Principle:Lucidrains X transformers Iterative Masked Generation
Metadata
| Field | Value |
|---|---|
| Paper | Mask-Predict |
| Paper | MaskGIT |
| Repository | x-transformers |
| Domains | Deep_Learning, Generative_Models, Inference |
| Last Updated | 2026-02-08 18:00 GMT |
Overview
Iterative refinement generation strategy that produces sequences by progressively unmasking tokens from a fully masked initial sequence over multiple denoising steps.
Description
Unlike autoregressive generation (one token at a time, left to right), iterative masked generation starts from a fully masked sequence and refines it over T steps. At each step the algorithm:
- Predicts all masked positions by running the full sequence through the bidirectional model.
- Samples tokens using temperature-scaled probabilities, where the temperature is annealed from
start_temperaturedown toward 0 over the course of generation. - Computes confidence scores for each prediction — either
(1 - softmax(logits))gathered at the sampled token indices, or token critic output combined with Gumbel noise. - Keeps the k most confident predictions and re-masks the rest, where k increases each step according to the masking schedule.
This enables parallel prediction at each step, making it significantly faster than autoregressive generation for fixed-length sequences. An optional token critic provides better confidence estimates than raw logit probabilities, leading to higher quality generations.

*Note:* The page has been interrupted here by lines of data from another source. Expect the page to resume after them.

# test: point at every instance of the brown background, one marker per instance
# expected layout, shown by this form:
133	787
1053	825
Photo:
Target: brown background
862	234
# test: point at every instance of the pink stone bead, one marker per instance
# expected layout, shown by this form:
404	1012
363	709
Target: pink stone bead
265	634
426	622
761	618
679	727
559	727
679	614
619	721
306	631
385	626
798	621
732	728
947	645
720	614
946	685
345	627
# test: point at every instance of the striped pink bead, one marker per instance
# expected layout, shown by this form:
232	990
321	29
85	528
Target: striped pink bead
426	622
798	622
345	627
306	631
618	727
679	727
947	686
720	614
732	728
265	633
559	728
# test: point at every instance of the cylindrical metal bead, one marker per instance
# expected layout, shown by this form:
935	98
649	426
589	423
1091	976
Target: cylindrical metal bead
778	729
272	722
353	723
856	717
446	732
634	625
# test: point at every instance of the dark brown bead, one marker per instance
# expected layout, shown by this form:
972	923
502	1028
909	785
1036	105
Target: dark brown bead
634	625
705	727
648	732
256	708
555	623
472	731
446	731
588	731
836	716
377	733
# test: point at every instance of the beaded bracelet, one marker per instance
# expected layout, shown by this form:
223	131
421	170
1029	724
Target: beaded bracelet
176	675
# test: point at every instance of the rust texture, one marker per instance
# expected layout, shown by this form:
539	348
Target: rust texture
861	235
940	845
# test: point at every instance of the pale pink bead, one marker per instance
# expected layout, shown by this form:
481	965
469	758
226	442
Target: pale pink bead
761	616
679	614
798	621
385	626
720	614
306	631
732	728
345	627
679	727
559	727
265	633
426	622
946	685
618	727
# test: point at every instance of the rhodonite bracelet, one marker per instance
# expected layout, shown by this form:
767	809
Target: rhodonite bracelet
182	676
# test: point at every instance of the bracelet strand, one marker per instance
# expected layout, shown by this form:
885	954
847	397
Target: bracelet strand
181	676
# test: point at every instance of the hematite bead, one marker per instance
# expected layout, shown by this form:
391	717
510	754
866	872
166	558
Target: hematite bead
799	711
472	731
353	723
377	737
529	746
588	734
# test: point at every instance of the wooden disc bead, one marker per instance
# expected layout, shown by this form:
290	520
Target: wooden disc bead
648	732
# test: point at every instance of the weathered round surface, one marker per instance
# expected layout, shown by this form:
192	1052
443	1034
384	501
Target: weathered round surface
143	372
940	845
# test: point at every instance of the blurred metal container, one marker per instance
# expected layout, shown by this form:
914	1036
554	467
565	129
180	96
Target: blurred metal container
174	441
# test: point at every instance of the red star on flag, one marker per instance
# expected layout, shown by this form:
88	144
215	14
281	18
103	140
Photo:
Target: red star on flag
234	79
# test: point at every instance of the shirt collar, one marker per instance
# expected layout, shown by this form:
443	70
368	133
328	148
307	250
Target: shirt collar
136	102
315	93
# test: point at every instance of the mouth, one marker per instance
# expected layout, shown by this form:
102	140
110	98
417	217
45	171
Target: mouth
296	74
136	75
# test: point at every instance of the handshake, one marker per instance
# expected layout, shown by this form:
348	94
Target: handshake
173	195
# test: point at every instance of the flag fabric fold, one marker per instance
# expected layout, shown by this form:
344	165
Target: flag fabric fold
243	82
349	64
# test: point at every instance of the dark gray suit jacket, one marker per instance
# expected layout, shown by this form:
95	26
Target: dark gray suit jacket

The method also supports self-conditioning, where the model's embeddings from the previous step are fed back as an additive conditioning signal, and the option to prevent re-masking of previously unmasked positions (controlled by the can_mask_prev_unmasked flag).
Usage
Use for generating fixed-length discrete sequences where speed is important. Typical settings use steps=18 which is sufficient for good quality. Higher start_temperature values increase diversity in the generated outputs:
# Generate a batch of sequences
generated = model.generate(batch_size=16, start_temperature=1.0)
print(generated.shape) # (16, max_seq_len)
Theoretical Basis
Iterative refinement: at step s of T total steps, the number of tokens to remain masked is:
mask_count = schedule(s / T) * seq_len
The schedule function (linear or cosine) determines how quickly tokens are unmasked. With the linear schedule, tokens are revealed at a constant rate. With the cosine schedule (MaskGIT), more tokens are unmasked in later steps, concentrating early steps on high-level structure.
Confidence scoring uses one of two strategies:
- Logit-based (default): confidence =
1 - softmax(logits)gathered at the sampled token positions. Lower softmax probability at the sampled index means lower confidence, so these positions are more likely to be re-masked. - Token critic: a learned binary classifier scores whether each token is correct. Gumbel noise is added to the critic scores, scaled by the annealing factor, to inject stochasticity:
score = critic(seq) + noise_scale * gumbel_noise * (steps_until_x0 / T).
Temperature annealing reduces randomness over the course of generation:
T_s = T_start * (T - s) / T
This ensures that early steps explore diverse predictions while final steps converge to high-confidence greedy selections.